Hyväksymispäivämäärä
2025-12-23
Julkaisun pysyvä osoite on
https://urn.fi/URN:NBN:fi:tuni-2025122312103
https://urn.fi/URN:NBN:fi:tuni-2025122312103
Tiivistelmä
Detecting slip during robotic grasping is essential for safe manipulation, as missing early slip events can lead to dropped items, damaged goods, or excessive grip forces. However, vision-based systems struggle when the gripper occludes the contact area, while tactile sensors provide local information but lack the spatial context needed to interpret object motion.
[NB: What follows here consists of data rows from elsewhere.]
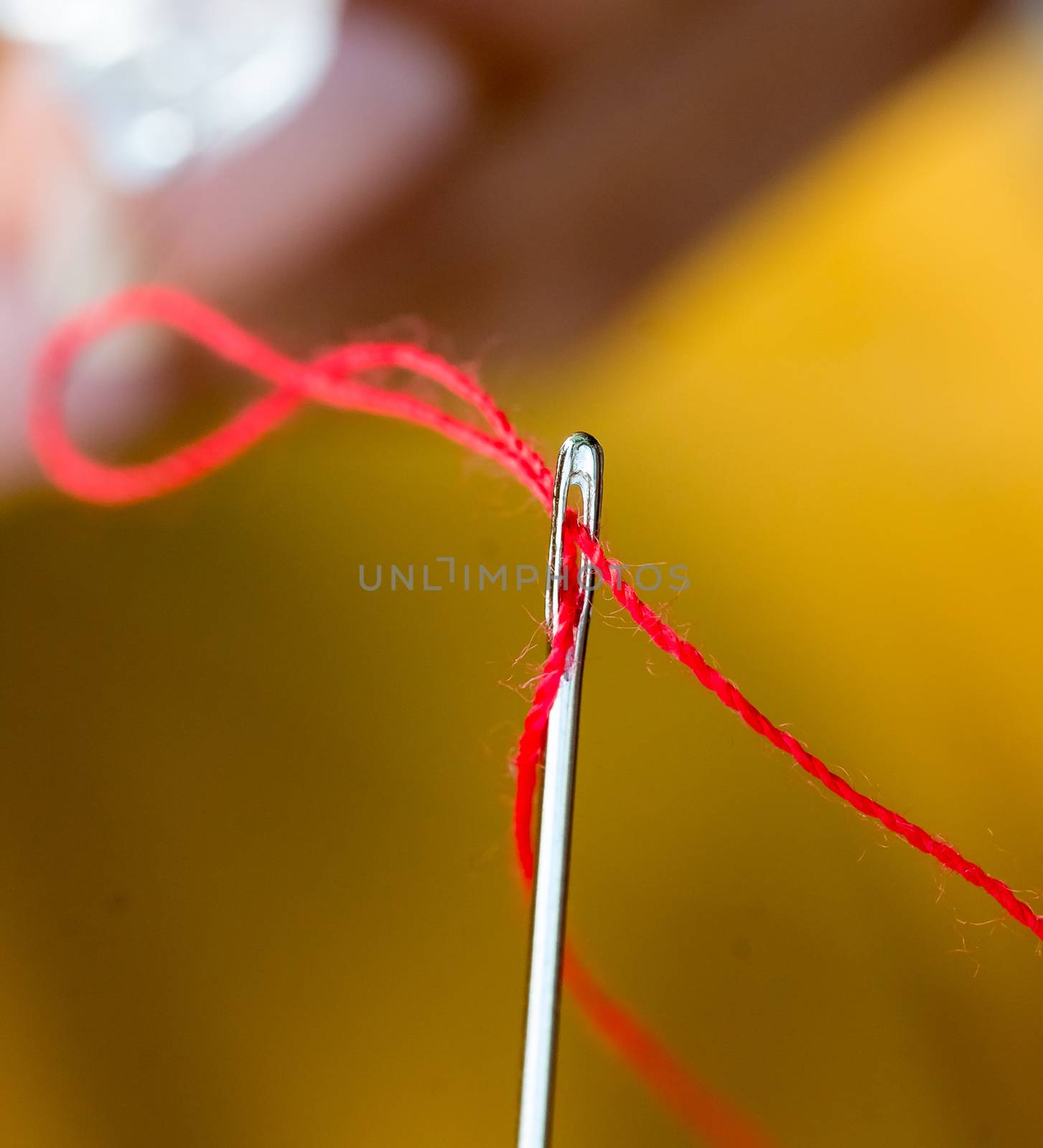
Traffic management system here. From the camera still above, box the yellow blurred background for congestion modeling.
[0,6,1043,1148]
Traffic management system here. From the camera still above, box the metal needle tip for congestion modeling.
[518,434,604,1148]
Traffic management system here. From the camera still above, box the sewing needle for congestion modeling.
[518,434,604,1148]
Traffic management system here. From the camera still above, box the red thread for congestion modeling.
[30,287,1043,1148]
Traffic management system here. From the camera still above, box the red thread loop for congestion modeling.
[31,280,1043,1148]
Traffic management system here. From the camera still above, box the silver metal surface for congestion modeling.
[518,434,604,1148]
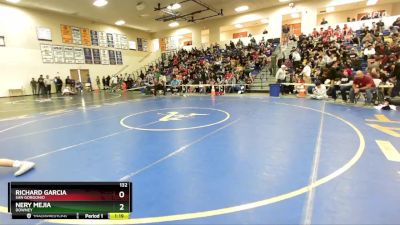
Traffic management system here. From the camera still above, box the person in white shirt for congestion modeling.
[44,75,51,95]
[110,75,118,92]
[0,159,35,176]
[311,81,328,100]
[292,49,301,70]
[300,62,311,84]
[275,65,286,83]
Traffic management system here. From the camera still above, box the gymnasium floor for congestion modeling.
[0,93,400,224]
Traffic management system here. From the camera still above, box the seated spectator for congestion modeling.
[364,44,376,58]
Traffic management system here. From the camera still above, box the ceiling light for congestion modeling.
[93,0,108,7]
[326,6,335,12]
[235,23,243,28]
[290,12,300,18]
[115,20,125,26]
[168,22,179,27]
[235,5,249,12]
[167,3,181,10]
[328,0,365,6]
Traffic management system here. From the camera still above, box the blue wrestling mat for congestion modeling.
[0,96,400,224]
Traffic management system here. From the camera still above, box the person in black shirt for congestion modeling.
[101,76,106,90]
[38,75,46,95]
[390,62,400,98]
[31,78,37,95]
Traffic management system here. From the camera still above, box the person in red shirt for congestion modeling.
[349,70,375,104]
[312,28,319,38]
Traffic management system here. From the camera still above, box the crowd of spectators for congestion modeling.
[276,18,400,102]
[130,37,274,94]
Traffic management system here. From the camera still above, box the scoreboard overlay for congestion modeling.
[8,182,132,219]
Traditional approaches rely on manually tuned force thresholds adjusted for each object, and recent deep learning methods process visual and tactile information separately, making it difficult to capture how slip signatures evolve jointly across both modalities. This thesis proposes a hybrid transformer architecture using a ViViT encoder for RGB video and a TimeSformer encoder for tactile sequences, integrated through cross-modal self-attention fusion that learns to emphasize whichever modality provides more reliable evidence. The approach is evaluated on a public visuo--tactile dataset using two protocols: one tests generalization to unseen grasp configurations, while the other uses leave-one-out cross-validation to assess performance on completely novel objects. Results show the hybrid model achieves 96% accuracy on new grasps and 94% on unfamiliar objects, outperforming single-modality baselines and simpler fusion strategies. Ablation experiments show that the proposed attention-based fusion consistently outperforms simpler strategies such as weighted averaging and gated fusion. In addition, qualitative visualizations reveal that the model attends to physically meaningful regions, including contact deformation and shear patterns. Together, these observations suggest that the hybrid transformer learns slip-related dynamics that generalize beyond individual objects, making attention-based fusion a practical choice for robust robotic perception.